Case Study: Machine Health Monitoring System
(Names and details have been changed to protect the inexperienced.)
We recently had a client trying to build a machine health monitoring system for a refrigerant compressor. These compressors were installed in a system subject to rare leaks. They were trying to detect in advance whether the refrigerant in the lines has dropped to a point that put the compressor at risk. The system needs to detect before it causes any damage, overheating, or shuts down through some other mechanism. They were trying to do this via vibration data, using a small device containing a multi-axis accelerometer sensor mounted on the unit.
Limited Set of Data and Overtraining
Ideally, this client would have collected a variety of data with the same accelerometer under known conditions: including many examples of the compressor running in a range of normal load conditions, and many examples of the compressor running under adverse low refrigerant conditions in a similar variety of loads. They could then use our algorithms and tools in confidence that the data contains a broad representation of the operating states of interest. The data will also include normal variations as load and uncontrolled environmental factors change. It would also contain a range of different background noises and enough samples so that the sensor and measurement noise is well represented. But all they had was 10 seconds of data of a normal compressor and 10 seconds with low refrigerant collected in the lab.

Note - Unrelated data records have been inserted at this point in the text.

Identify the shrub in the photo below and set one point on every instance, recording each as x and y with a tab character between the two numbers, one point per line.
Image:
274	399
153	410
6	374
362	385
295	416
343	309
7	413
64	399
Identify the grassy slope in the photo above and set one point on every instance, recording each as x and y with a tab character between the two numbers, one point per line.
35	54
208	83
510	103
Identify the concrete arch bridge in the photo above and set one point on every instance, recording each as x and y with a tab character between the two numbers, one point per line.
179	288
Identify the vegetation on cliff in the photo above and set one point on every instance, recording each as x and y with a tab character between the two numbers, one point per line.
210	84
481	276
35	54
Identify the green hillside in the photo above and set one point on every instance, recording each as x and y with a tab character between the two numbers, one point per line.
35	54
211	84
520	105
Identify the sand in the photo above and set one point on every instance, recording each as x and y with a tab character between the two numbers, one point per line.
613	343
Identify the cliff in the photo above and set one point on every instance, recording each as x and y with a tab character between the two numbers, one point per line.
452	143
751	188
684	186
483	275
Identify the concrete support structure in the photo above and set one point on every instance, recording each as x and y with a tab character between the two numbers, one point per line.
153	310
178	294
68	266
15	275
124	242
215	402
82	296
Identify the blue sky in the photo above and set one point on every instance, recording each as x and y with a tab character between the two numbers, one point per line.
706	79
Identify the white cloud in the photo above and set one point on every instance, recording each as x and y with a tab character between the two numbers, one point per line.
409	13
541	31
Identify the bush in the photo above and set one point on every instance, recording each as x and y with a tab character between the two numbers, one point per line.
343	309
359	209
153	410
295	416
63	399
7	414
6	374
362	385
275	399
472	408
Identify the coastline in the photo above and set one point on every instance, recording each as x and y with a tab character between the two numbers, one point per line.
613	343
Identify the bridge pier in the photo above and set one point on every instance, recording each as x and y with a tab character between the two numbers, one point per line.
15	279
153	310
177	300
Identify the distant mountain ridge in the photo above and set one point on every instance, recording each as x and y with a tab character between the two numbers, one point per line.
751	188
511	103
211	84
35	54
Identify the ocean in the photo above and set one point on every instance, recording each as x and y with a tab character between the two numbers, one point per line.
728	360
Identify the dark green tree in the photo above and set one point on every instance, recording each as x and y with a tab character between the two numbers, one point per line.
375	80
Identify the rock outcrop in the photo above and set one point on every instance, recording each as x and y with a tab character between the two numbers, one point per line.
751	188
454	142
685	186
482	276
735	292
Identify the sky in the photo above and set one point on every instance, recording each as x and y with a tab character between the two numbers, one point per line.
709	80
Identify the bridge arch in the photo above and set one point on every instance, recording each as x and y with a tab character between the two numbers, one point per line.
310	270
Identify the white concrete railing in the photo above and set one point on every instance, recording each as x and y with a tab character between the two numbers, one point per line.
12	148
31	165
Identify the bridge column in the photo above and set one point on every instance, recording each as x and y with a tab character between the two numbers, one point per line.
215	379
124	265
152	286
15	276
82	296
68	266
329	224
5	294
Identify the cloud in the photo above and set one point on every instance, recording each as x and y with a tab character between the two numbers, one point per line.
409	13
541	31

Human Monitoring vs. Machine Learning Algorithm Monitoring
The limited collected data might be enough for an engineer to begin to understand the differences between the two states. A human engineer working in the lab might use domain knowledge about field conditions to detect those differences in general. But a machine learning algorithm knows only what it sees. It would make a perfect separation between training examples, showing a 100% accuracy in classification. But that result would never generalize to the real world.

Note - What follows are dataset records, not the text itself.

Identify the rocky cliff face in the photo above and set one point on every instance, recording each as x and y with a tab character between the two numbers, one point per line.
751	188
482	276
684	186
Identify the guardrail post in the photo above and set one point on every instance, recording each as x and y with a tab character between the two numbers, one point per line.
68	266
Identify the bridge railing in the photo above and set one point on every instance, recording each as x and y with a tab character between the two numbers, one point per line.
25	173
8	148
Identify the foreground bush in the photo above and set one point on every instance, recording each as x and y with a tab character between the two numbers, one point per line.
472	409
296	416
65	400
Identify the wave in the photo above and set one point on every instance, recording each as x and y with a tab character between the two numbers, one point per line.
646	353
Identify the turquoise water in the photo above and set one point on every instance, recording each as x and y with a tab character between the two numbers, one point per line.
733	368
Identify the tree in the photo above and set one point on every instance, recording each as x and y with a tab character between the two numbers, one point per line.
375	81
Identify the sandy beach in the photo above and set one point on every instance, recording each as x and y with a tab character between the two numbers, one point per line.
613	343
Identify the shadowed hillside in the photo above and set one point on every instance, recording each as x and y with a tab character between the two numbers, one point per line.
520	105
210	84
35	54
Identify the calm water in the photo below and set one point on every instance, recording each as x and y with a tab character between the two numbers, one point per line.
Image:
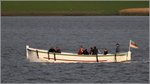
69	33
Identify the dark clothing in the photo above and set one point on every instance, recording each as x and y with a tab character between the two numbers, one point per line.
117	48
85	52
51	50
58	50
91	51
95	51
105	52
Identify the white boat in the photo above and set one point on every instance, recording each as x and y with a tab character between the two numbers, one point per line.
40	55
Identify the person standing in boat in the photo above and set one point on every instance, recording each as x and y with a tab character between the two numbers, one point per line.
117	47
80	52
105	51
85	52
91	51
57	50
51	49
95	51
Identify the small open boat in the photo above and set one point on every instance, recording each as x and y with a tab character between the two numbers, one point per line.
40	55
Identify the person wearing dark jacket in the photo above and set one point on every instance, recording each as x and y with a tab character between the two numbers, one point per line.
95	51
51	50
105	51
85	52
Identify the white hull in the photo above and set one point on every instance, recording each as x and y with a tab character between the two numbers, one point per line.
39	55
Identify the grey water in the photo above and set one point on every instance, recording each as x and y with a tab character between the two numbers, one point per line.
69	33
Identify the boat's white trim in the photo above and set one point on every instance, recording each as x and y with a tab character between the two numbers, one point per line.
40	55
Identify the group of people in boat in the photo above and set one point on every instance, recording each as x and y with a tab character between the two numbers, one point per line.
57	50
92	51
82	51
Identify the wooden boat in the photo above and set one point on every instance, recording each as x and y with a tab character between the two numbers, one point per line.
40	55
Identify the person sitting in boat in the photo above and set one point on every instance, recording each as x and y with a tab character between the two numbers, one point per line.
95	51
105	51
80	52
57	50
85	52
91	51
51	49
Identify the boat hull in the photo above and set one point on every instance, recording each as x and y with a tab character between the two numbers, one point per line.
39	55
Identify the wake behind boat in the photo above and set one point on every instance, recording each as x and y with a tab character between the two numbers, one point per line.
40	55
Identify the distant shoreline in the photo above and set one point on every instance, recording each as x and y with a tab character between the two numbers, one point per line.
124	12
74	8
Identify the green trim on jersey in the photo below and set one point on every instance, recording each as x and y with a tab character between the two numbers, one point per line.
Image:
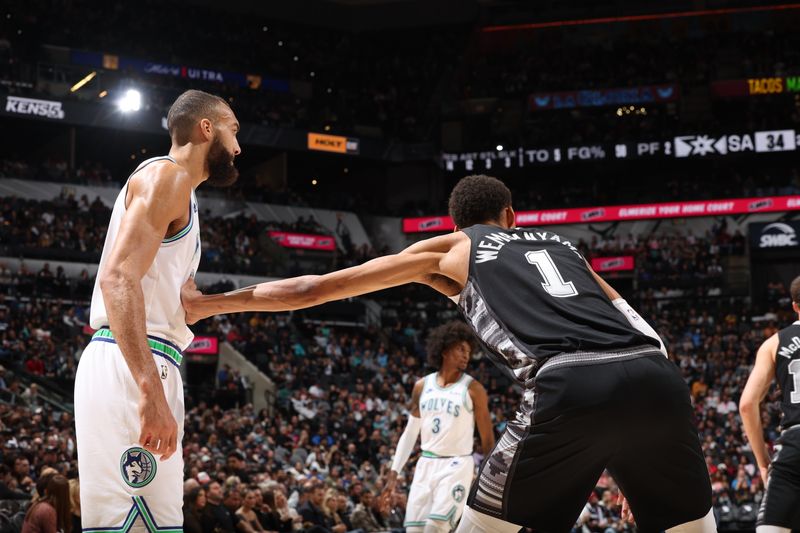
436	382
464	395
444	518
149	520
158	346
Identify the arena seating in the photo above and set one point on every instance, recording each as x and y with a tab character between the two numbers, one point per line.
342	392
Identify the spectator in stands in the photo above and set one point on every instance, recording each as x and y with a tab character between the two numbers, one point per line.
23	473
194	503
216	516
312	513
51	513
365	516
246	513
75	503
236	466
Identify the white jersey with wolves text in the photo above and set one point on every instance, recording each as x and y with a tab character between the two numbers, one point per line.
448	423
177	258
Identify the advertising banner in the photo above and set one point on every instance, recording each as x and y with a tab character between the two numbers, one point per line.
584	215
303	241
775	235
114	62
646	94
204	345
332	143
613	264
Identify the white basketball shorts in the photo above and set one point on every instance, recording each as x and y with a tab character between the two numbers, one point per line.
123	486
439	489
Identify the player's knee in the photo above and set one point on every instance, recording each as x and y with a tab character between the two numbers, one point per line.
475	522
707	524
437	526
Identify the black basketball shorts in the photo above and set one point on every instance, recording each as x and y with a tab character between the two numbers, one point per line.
626	411
781	504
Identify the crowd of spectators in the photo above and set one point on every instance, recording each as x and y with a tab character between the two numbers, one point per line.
380	82
399	83
71	228
603	184
319	455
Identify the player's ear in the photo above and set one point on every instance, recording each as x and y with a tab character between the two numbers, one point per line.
511	217
206	129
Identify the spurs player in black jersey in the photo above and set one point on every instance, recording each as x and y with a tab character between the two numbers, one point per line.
598	392
778	357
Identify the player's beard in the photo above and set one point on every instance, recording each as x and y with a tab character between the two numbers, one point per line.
221	170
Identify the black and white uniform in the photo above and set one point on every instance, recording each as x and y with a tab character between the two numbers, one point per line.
597	393
781	504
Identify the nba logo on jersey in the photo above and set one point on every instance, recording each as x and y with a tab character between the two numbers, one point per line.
138	467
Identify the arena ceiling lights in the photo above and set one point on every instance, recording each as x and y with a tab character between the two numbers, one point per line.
130	102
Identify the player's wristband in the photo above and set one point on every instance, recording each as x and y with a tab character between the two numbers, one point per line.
638	322
406	443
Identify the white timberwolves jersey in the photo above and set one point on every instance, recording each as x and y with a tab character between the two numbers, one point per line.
176	260
448	424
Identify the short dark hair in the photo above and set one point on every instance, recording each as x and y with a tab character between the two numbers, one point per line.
478	199
189	108
794	290
445	336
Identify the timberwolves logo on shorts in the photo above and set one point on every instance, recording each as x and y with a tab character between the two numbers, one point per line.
138	467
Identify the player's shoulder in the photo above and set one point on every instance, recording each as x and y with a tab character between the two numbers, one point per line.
475	385
163	178
440	243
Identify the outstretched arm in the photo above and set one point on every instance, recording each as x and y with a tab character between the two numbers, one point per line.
423	262
750	403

Solution for This Machine Learning Model
The most reliable approach is to include examples in the data of a full range of conditions for all the operational variations possible. It should include both normal and abnormal conditions. This allows the algorithms to learn by example and tune themselves to the most robust decision criteria.

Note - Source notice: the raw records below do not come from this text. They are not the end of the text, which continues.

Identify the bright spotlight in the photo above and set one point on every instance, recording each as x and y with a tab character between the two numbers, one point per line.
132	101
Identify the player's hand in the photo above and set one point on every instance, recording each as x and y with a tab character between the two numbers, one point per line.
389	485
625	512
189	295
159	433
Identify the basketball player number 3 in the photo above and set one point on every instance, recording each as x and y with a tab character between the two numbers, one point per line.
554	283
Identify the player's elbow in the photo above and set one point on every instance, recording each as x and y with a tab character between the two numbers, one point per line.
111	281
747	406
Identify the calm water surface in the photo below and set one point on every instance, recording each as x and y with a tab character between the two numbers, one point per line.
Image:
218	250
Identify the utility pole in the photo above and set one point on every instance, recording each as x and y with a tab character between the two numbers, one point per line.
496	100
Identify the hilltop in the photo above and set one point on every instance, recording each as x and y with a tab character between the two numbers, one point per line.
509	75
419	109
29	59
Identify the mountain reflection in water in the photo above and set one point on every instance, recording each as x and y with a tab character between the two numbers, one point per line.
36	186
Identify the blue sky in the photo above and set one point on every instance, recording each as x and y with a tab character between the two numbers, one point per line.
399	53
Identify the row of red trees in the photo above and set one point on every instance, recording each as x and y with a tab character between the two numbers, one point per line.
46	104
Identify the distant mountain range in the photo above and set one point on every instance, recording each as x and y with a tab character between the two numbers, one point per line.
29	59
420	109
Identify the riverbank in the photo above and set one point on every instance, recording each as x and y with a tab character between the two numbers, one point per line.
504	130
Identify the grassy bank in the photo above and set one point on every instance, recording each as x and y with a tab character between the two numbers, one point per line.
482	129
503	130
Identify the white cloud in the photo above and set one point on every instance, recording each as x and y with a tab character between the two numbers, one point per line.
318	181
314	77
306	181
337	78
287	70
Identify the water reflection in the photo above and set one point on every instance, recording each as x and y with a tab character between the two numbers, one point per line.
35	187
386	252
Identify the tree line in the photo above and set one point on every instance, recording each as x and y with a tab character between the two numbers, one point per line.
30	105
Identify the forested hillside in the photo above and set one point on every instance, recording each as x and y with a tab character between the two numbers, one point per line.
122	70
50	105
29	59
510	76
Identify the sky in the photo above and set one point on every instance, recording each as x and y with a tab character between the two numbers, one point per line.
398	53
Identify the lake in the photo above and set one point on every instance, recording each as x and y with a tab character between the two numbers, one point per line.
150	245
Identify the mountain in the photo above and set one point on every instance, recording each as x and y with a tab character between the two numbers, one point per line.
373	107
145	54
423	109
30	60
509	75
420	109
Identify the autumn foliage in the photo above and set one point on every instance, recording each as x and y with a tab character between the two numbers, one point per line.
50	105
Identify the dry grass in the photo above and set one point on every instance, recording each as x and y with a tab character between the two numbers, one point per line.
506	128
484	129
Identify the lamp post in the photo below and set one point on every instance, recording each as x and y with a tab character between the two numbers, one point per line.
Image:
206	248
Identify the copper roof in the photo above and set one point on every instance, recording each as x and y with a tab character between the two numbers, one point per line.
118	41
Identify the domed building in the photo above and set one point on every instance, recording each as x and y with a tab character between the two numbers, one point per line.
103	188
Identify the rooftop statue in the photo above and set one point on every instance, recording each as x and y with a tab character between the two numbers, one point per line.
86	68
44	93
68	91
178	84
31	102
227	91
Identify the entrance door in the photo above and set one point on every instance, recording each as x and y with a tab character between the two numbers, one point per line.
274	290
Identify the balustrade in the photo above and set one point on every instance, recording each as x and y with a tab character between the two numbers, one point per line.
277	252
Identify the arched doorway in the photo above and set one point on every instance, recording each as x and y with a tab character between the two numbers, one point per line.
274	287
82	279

Reality AI tools automatically do this by using a variety of methods for feature discovery and model selection. To help detect and avoid overtraining, our tools also test models with "K-fold validation". This is a process that repeatedly retrains but holds out a portion of the training data for testing. This simulates how the model will behave in the field when it attempts to operate on new observations it had not trained on. K-fold accuracy is rarely as high as training separation accuracy, but it's a better indicator of likely real-world performance. It is better at least to the degree that the training data is representative of the real world.